研究課題
窒化アルミニウムガリウム(AlGaN)はそのバンドギャップエネルギーが深紫外波長域に対応していることから深紫外発光素子応用に有用であり、励起子束縛エネルギーが室温以上であることから従来の用途に加えて量子光学応用に適した物性を有する。また窒化物半導体の最安定相であるウルツ鉱型構造はc軸方向に反転対象が欠如していることから極性を持ち、N極性(000-1)とIII族極性(0001では逆方向の分極(自発分極・圧電分極)を有する。 窒化物半導体の極性面成長において、分極効果は電子と正孔の波動関数の重なり積分を小さくして発光効率を低下させる量子閉じ込めシュタルク効果(QCSE)として知られている。本研究では、このQCSEとなる分極効果を逆手にとり、量子光源応用にも有利な物性を有する窒化物半導体において、量子ドットのような局在化したエネルギーポテンシャルの作製方法として、結晶極性起因の逆符号分極電荷の導入を提案している。具体的には、AlNの結晶極性起因の逆符号分極電荷により、分極効果によるAlGaN量子構造のエネルギーポテンシャルの局在化を行う。2023年度は、昨年度調べた積層方向に極性反転したAlNテンプレートの作製条件に付いて更に詳細に調べ、積層方向に多層に極性反転ができることを見出した。ウエハボンディングで実現できる2層構造より更に多層の極性反転構造が実現できたことは本研究課題の応用のみならず、波長変換素子などへの応用にも有用である。また、表面の経時的な酸化による影響を受けず極性を保ったまま成長できる手段を検討した。
2: おおむね順調に進展している
2層以上の多層の極性反転構造を積層方向に数百ナノメートル程度の膜厚で実現できたことは、研究計画以上の進捗である。一方、面内極性反転構造の実現に対しては、表面酸化膜の除去などの条件検討を進めており当初の研究計画より僅かに遅れているが、先行してミクロスコピックな領域での光学測定評価ができる環境を整えた。これらを総合するとおおむね順調に進展していると考えられる。

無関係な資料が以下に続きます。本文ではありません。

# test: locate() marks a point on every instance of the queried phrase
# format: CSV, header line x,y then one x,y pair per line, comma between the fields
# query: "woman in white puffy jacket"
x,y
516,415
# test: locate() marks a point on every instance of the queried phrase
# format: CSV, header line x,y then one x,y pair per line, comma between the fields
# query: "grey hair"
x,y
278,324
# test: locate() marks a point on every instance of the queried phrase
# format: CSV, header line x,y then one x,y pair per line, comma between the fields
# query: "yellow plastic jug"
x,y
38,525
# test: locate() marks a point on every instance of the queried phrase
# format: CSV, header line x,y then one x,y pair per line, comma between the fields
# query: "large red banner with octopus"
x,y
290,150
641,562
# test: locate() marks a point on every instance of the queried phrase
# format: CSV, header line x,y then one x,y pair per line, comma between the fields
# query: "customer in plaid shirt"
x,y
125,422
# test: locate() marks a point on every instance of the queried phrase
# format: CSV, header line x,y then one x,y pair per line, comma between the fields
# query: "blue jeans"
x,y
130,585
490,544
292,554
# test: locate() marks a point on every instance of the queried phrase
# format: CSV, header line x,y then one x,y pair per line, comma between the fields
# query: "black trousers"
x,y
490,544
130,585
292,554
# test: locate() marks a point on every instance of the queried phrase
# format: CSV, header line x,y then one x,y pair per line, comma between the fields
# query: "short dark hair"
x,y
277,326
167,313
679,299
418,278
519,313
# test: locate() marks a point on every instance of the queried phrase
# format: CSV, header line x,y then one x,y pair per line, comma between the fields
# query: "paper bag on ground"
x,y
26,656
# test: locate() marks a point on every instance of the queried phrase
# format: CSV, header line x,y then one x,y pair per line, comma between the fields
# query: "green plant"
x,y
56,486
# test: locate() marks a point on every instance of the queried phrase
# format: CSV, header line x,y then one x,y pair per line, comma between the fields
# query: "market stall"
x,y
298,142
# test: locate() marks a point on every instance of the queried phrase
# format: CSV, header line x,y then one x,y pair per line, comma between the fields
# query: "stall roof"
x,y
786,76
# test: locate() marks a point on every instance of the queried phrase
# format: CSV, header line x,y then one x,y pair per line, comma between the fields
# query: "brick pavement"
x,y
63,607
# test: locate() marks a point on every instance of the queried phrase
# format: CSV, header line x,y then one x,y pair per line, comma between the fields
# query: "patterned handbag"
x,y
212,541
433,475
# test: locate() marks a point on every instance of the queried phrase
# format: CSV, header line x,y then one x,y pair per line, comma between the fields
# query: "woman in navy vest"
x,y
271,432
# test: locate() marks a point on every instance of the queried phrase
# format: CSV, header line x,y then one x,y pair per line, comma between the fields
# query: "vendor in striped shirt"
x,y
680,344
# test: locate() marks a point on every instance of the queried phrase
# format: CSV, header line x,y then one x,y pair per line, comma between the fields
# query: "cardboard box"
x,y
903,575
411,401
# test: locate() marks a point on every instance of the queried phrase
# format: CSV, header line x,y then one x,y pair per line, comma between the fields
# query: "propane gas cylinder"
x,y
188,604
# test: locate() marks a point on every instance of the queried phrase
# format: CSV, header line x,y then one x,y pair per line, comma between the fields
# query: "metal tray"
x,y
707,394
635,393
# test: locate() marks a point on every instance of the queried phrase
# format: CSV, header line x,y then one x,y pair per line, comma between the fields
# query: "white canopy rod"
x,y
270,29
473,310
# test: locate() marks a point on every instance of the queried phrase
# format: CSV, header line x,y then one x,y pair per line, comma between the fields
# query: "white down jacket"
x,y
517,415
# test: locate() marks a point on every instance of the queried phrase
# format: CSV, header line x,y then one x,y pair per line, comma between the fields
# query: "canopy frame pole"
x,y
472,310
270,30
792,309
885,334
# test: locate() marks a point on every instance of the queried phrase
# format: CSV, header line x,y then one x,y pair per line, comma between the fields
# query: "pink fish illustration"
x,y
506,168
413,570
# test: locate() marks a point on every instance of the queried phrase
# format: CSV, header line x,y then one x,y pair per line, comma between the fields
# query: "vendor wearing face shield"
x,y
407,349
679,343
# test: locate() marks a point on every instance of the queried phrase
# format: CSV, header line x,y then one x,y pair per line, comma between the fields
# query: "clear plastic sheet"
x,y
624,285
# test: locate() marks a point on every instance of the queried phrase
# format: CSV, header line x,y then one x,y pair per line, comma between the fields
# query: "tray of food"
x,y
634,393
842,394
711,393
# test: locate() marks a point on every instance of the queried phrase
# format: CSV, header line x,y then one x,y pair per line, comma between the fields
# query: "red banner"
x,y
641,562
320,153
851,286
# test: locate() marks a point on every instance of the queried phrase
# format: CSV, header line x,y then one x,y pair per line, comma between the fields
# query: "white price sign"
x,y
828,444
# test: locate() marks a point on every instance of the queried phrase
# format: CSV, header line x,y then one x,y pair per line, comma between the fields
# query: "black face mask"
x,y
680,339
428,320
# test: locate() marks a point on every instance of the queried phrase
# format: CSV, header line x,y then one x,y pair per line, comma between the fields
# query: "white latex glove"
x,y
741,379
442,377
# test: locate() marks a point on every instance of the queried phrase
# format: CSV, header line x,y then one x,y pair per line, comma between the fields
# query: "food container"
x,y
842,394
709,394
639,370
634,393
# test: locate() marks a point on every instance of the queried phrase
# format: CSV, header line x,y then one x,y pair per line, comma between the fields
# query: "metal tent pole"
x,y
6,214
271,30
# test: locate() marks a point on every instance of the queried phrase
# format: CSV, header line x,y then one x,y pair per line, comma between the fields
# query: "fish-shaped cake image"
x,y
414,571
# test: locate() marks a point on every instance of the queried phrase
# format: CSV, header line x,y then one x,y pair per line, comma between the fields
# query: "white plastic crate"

極性反転構造の多層化について、未知の部分である可能な最小膜厚などを調べて、応用に繋げる。また、MOVPE再成長前の炉内での処理を工夫することで、極性と平坦な表面を保ったまま再成長する手段を試み、再成長後に光学測定を行う。
多層極性反転構造の作製を進めたため当初予定よりMOVPE成長に使用する原料費等が予定より少なくなった。この費用は2024年度に当初予定した実験およびその成果発表に使用する予定である。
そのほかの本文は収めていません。